Всякими путями он стремится возбудить себя к творческой деятельности. То «для плезиру» и в надежде, что это «разгибает талант и способ выражаться», занимается сочинением стихов в альбомы незнакомым дамам. То заключает пари с Елагиным, что напишет к 1 января 1832 года 2000 стихов. То участвует во взаимном уговоре с А. С. Хомяковым и М. П. Погодиным написать к 23 декабря 1831 года большое сочинение.

(Языкову кажется, что писать он не может, потому что до сих пор не «уселся» на своем удобном, постоянном месте. В Москве ему мешает рассеянная, шумная жизнь; в Симбирске, даже в Языкове,- «смуты» хозяйственные, «вздоры» и «пустяки» совместной жизни с родственниками. Он бежит из Симбирска в Москву, из Москвы снова домой. Кочевая жизнь,- жалуется он А. Н. Вульфу,- не благоприятствует поэтической деятельности в России; вероятно, она-то и причина тому, что нет у нас ни одного поэта из цыганов!..»

"Все эти метания объясняются, вероятно, тем, что теперь, в 1830-е годы, Языков, при всех своих удачах и достижениях, все же ничего не определял в литературном процессе и хорошо сознавал это. В 1820-е годы он числил себя в «первенцах полночных муз», сейчас это ощущение справедливо утрачивается.

Тем активнее была деятельность Языкова в тех областях, которые раньше казались ему чуждыми для поэта, в журнальной, издательской, например. Он принимает участие в организации «Европейца», потом «Московского наблюдателя», осуществляет большую работу по сбору и подготовке к изданию совместно с П. В. Киреевским собрания русских народных песен.

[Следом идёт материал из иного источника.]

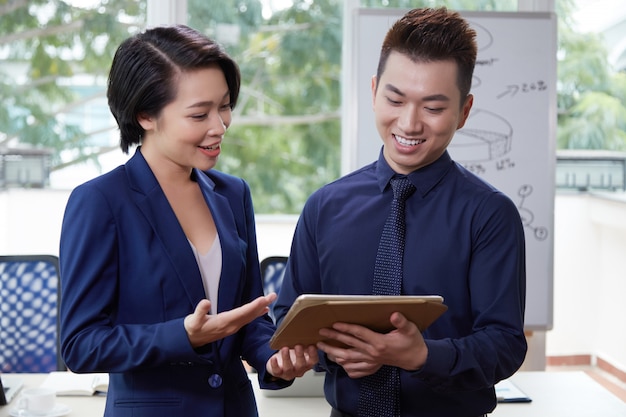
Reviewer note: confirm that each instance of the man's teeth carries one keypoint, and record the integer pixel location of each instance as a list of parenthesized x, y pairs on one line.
[(407, 142)]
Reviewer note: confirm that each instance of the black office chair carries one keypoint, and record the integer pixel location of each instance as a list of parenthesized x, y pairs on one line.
[(29, 322), (273, 271)]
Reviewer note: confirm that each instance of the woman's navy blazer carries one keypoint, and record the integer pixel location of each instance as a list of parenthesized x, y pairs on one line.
[(129, 278)]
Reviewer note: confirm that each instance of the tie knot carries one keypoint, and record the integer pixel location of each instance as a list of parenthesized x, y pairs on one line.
[(402, 188)]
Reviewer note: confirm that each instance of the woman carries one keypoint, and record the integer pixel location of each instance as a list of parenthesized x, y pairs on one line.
[(159, 267)]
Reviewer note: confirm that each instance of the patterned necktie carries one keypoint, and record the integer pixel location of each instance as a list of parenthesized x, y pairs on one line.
[(380, 393)]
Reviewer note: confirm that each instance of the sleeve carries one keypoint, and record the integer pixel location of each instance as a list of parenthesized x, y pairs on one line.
[(90, 272), (496, 345)]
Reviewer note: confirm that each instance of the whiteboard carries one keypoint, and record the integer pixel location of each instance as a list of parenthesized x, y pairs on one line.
[(509, 138)]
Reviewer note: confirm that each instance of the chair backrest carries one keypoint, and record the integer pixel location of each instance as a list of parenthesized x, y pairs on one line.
[(273, 271), (29, 320)]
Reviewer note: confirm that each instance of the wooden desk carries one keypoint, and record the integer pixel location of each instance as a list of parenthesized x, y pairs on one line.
[(571, 394)]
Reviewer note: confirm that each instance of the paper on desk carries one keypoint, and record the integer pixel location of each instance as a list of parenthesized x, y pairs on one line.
[(508, 392), (69, 383)]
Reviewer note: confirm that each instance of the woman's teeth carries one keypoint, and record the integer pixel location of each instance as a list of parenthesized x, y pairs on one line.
[(407, 142)]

Языков привлекает к собиранию материалов и своих родственников, прежде всего братьевД «... Тот, кто соберет сколько можно больше народных наших песен, сличит их между собою, приведет в порядок и проч., тот совершит подвиг великий и издаст книгу, какой нет и быть не может ни у одного народа,- пишет он А. М. Языкову,- положит в казну русской литературы сокровище неоценимое и представит просвещенному миру чистое, верное, золотое зеркало всего русского».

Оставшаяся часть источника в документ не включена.